The military-led government bought Russian fuel oil and the cargoes will arrive in phases from September, said junta chief Min Aung Hlaing this week. Ties between the two countries have strengthened on the back of a defense partnership, with Russia supplying arms, ammunition and training to Myanmar. 

“We discussed buying and distributing fuel oil from Russia months before our head of state’s visit to Russia in July,” junta spokesman Zaw Min Tun said on Wednesday in a press briefing. “During his visit, the deal was successfully done. We aim to buy high-quality fuel oil at a cheap price from the country where we can get it quickly.”

Shunned shipments of Russian oil, gas and coal have made their way to countries such as Sri Lanka and Pakistan, where soaring fiscal deficits are weighing on local currencies. Some suppliers have stopped offering to poorer nations on concerns over their ability to pay, even as marketers of Russian barrels continue to court these buyers. Shipments from Russia tend to be cheaper than other supplies after western buyers stopped direct purchases due to sanctions and restrictions. 

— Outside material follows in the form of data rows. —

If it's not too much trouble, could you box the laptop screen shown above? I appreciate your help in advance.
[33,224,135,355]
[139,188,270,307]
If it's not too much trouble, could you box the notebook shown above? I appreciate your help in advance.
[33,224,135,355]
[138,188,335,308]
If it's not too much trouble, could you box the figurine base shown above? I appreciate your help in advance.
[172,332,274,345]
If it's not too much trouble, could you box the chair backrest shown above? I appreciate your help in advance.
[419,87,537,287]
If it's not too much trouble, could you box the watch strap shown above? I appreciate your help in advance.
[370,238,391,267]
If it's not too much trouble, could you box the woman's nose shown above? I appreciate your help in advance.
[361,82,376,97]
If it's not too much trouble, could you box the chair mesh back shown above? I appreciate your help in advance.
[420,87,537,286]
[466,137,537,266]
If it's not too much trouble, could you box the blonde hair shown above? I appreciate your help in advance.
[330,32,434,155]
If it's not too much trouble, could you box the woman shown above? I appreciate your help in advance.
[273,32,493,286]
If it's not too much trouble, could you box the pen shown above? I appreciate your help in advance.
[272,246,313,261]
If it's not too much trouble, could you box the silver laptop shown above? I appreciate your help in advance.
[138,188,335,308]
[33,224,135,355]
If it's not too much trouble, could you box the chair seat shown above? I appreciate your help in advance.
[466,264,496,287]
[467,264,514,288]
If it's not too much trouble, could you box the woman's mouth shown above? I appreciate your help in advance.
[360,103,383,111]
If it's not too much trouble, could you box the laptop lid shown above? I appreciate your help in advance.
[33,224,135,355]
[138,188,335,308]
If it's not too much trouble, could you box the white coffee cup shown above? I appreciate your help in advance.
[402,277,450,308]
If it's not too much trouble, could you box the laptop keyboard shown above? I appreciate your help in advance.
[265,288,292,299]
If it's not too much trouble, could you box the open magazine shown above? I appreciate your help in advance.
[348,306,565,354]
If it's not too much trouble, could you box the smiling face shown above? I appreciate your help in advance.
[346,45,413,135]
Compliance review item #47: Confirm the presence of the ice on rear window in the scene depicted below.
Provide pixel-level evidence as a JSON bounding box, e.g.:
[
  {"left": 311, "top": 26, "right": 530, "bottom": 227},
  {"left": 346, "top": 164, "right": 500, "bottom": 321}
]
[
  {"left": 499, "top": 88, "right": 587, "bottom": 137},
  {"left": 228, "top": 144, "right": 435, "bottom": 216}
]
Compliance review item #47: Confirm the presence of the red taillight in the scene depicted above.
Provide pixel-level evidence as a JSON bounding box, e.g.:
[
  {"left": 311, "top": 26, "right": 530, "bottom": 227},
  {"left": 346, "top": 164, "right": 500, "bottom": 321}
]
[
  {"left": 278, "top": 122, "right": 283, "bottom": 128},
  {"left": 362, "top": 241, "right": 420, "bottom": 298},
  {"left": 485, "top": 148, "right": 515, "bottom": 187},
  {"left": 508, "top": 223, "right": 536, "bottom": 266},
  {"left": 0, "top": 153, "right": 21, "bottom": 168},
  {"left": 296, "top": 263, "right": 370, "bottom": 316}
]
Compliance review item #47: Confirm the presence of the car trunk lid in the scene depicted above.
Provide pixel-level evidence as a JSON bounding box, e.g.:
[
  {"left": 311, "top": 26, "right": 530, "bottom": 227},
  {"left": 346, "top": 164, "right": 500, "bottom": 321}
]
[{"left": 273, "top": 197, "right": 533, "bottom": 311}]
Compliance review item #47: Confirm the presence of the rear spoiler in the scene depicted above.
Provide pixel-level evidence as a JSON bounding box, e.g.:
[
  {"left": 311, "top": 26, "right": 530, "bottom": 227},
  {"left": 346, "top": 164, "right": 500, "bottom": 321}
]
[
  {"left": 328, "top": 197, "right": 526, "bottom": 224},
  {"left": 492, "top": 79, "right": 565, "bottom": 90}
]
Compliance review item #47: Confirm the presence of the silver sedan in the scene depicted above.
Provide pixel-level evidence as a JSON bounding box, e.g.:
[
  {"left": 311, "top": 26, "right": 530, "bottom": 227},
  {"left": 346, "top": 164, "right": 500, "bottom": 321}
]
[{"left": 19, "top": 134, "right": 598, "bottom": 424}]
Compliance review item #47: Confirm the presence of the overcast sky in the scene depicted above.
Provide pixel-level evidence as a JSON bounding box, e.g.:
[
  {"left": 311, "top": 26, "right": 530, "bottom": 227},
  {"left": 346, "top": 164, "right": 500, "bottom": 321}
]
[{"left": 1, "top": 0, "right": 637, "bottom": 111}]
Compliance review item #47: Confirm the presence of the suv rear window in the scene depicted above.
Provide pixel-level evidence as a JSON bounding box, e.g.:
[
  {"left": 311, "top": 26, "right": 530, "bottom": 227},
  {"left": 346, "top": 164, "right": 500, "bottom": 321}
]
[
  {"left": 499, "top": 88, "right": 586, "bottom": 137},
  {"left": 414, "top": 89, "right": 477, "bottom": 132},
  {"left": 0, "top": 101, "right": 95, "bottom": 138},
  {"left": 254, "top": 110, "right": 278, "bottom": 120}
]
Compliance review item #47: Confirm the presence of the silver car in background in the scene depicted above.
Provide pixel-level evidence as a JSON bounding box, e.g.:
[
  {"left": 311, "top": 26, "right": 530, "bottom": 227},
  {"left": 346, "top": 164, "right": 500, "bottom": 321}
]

Myanmar will directly import oil and petroleum products from Russia at a reasonable price for nationwide distribution, said Min Min, permanent secretary at the country’s commerce ministry who’s also part of a 10-member committee set up for the purchase, storage and distribution of Russian oil. 

It remains unclear how fuels from Russia will be transported to Myanmar. The two countries have previously considered supplying Russian energy via a pipeline through India or China, according to a media report.

The committee held a meeting this month but has yet pin down details on the number of cargoes, cost and arrival dates of Russian oil into Myanmar, Min Min said by phone. 

The official didn’t reveal which entities will be involved in importing the fuel, but an order by the State Administration Council showed that representatives from four private companies -- Star High, Brighter Energy, Best Oil, and Yetagun Energy Trading -- are members of the committee. A media report said a son of the junta chief and partners were coming together for a similar purpose.  

Russia is among a handful of countries that have strengthened ties with Myanmar after the 2021 coup. Earlier this year, the regime began talks with Moscow for fuel shipments following power outages, and as global firms including TotalEnergies SE and Chevron Corp began distancing themselves from the regime.

Recent media reports highlighted snaking queues at pump stations, rolling blackouts and fuel rationing efforts across parts of the country even as the cost of gasoline and diesel crept higher. Junta spokesman Zaw Min Tun, meanwhile, have dismissed rumors about fuel shortages, saying it had enough fuel reserves.